これらのことを念頭に『初めてダメを伝える時のポイント』をまとめますね。
 
① 危険が伴うことに限定する
 つまり、なんでもかんでも「ダメ」と伝えないこと
 多くは、事前に危険なものは取り除くなど環境を整えてあげることで回避してください。
 なぜなら、初めてダメを伝えられる子どもの達成すべき目的は
 世の中には思う通りに行かないことがあるんだという“限界の存在”を知ってもらうことにあるからです。
 
② わかりやすく伝える
 子どもが聞き入れない多くの場合は、伝え方に問題があります。
 つまり、子どもが判断に困るはっきりしない伝え方になっているのです。
 あいまいにせず、子どもが「なるほど!これはダメなんだ」と
 明確に理解できるように伝えましょう。
 【伝え方】
 *声を半オクターブ低くする
 *真顔で真剣な表情をつくる
 *短い言葉で、そして厳しい口調で伝える
 *両手を抑えるなど、問題となる行動を制止させる
 *頭を左右に横に振る
 *指で×を示す
 
③ 泣いても動じず対応
 大泣きする場合は、何も言わずに、ただ受け止めてあげることです。
 それよりも、残念な気持ちがあふれてくることを許してあげてください。
 「残念だね、悔しいね、でもダメなのよ」と言ってあげましょう。
 
④ 最後はHUGやスキンシップを伴いながらほめて終了
 結果的に「ダメ」を受け入れられたのであれば、必ずほめることを忘れないでください。
 「よくがまんできたね」
 「それでいいよ」
 とわかりやすく伝えてあげるのです。
 
⑤ 葛藤する「間」を与えてあげる
 「ダメ」を伝えるということは「どうすればいいか」を教えることです。
 つまり、子どもの中に、欲求を叶えるための新しい方法を習得させることがゴールです。
 そのためには、「葛藤」はつきもの。
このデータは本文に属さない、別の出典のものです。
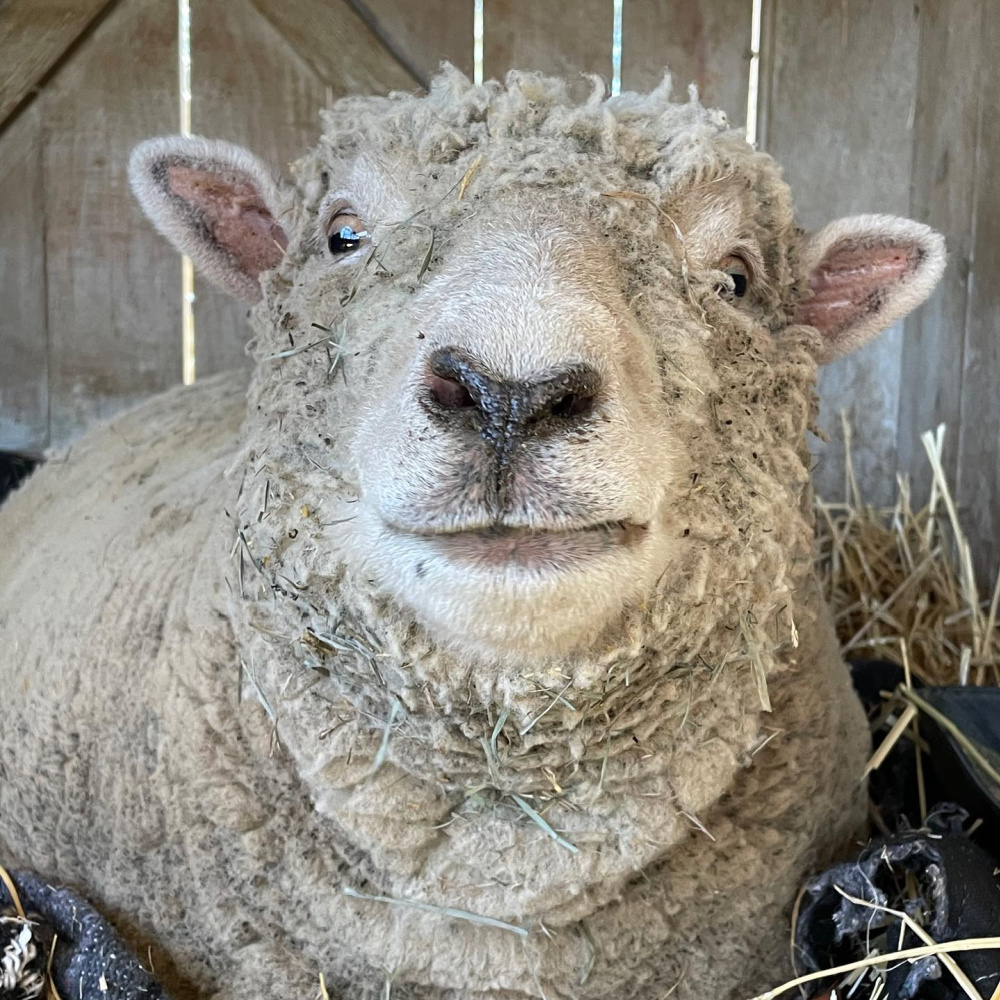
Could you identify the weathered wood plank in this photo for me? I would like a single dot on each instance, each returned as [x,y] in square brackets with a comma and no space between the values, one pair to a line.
[944,167]
[337,43]
[34,34]
[269,103]
[24,376]
[703,43]
[842,93]
[552,37]
[425,33]
[979,435]
[113,284]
葛藤しながら模索させてあげるのです。
 そのためには、葛藤する「間」をつくってあげてください。
 決して親の言う通りに、すぐに従う子をつくらないでくださいね。
 
これらのことを参考にしながら、是非お子さんの特性を理解し、活かしながら
社会に受け入れられる方法が習得できるように支えてあげてくださいね。